Three-dimensional "deep-etch" electron microscopy (DEEM) resolves a longstanding controversy concerning poxvirus morphogenesis. By avoiding fixative-induced membrane distortions that confounded earlier studies, DEEM shows that the primary poxvirus envelope is a single membrane bilayer coated on its external surface by a continuous honeycomb lattice. Freeze fracture of quick-frozen poxvirus-infected cells further shows that there is only one fracture plane through this primary envelope, confirming that it consists of a single lipid bilayer. DEEM also illustrates that the honeycomb coating on this envelope is completely replaced by a different paracrystalline coat as the poxvirus matures.
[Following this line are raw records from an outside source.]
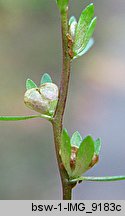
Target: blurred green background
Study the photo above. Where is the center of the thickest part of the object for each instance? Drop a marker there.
(30, 45)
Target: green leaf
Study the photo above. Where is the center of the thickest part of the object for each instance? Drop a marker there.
(84, 156)
(86, 49)
(62, 4)
(84, 24)
(76, 139)
(30, 84)
(89, 33)
(72, 19)
(72, 27)
(45, 79)
(99, 179)
(97, 146)
(66, 150)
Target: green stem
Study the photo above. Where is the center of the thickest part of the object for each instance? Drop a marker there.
(99, 179)
(19, 118)
(58, 118)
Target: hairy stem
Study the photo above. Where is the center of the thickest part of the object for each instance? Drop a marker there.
(58, 118)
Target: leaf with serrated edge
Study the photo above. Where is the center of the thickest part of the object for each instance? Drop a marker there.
(30, 84)
(65, 148)
(82, 27)
(84, 156)
(45, 79)
(76, 139)
(97, 146)
(87, 48)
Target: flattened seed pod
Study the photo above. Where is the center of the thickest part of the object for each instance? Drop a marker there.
(43, 99)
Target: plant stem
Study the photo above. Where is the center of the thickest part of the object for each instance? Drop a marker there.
(99, 179)
(58, 118)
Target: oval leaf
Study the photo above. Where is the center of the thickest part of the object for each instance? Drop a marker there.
(84, 156)
(89, 34)
(97, 145)
(76, 139)
(45, 79)
(82, 27)
(66, 151)
(30, 84)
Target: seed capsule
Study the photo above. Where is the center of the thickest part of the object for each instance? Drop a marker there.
(74, 151)
(43, 99)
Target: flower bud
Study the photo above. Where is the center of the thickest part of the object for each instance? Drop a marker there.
(74, 150)
(43, 99)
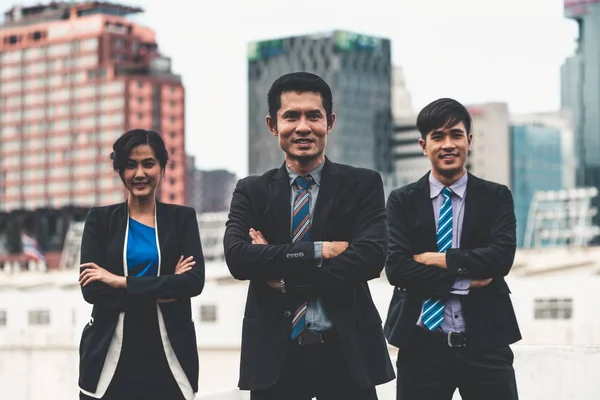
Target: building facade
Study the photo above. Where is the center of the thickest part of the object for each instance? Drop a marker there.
(581, 91)
(73, 78)
(536, 165)
(358, 69)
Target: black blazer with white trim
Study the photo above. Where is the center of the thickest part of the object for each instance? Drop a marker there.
(104, 243)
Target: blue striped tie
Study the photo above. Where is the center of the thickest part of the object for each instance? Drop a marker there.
(301, 233)
(433, 308)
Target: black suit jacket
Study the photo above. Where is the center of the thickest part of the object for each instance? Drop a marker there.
(102, 243)
(487, 250)
(350, 207)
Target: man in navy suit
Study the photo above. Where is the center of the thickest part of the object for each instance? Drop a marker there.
(452, 242)
(308, 236)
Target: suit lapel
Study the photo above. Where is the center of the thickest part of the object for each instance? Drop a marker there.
(162, 222)
(280, 202)
(471, 208)
(328, 190)
(424, 207)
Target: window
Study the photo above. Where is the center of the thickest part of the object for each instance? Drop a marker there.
(39, 317)
(553, 308)
(208, 313)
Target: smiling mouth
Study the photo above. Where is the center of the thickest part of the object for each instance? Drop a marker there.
(448, 156)
(303, 141)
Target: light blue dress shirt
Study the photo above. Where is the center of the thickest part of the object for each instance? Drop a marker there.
(316, 317)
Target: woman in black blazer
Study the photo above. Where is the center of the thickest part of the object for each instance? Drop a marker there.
(141, 262)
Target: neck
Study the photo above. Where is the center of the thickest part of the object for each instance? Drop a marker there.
(449, 180)
(141, 205)
(304, 166)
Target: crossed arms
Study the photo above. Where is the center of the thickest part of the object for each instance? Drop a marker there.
(107, 289)
(434, 274)
(362, 260)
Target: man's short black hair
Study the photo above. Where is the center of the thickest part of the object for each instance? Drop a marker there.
(443, 113)
(299, 82)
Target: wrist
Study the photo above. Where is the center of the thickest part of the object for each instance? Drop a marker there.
(121, 282)
(282, 282)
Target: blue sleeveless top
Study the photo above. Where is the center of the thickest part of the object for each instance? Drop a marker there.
(142, 251)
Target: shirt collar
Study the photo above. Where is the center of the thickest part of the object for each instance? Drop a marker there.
(315, 173)
(458, 188)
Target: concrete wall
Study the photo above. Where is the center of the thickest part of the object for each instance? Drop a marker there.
(543, 372)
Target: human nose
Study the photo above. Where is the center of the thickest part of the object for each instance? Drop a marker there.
(303, 126)
(448, 143)
(139, 172)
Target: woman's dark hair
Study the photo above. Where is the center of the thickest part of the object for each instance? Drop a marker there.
(299, 82)
(129, 140)
(442, 113)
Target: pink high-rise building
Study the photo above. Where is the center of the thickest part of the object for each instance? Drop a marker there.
(73, 78)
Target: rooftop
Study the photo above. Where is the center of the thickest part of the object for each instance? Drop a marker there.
(57, 11)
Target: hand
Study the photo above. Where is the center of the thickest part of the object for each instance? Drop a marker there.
(274, 284)
(333, 249)
(92, 272)
(184, 266)
(479, 283)
(257, 237)
(431, 259)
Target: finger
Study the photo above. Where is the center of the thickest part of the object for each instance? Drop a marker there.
(188, 266)
(89, 279)
(84, 275)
Correlative thin section images of infected cells freeze substituted after quick-freezing, plus DEEM imaging of Tokuyasu-type cryo-thin sections of infected cells (a new application introduced here) all indicate that the honeycomb network on immature poxvirus virions is sufficiently continuous and organized, and tightly associated with the envelope throughout development, to explain how its single lipid bilayer could remain stable in the cytoplasm even before it closes into a complete sphere.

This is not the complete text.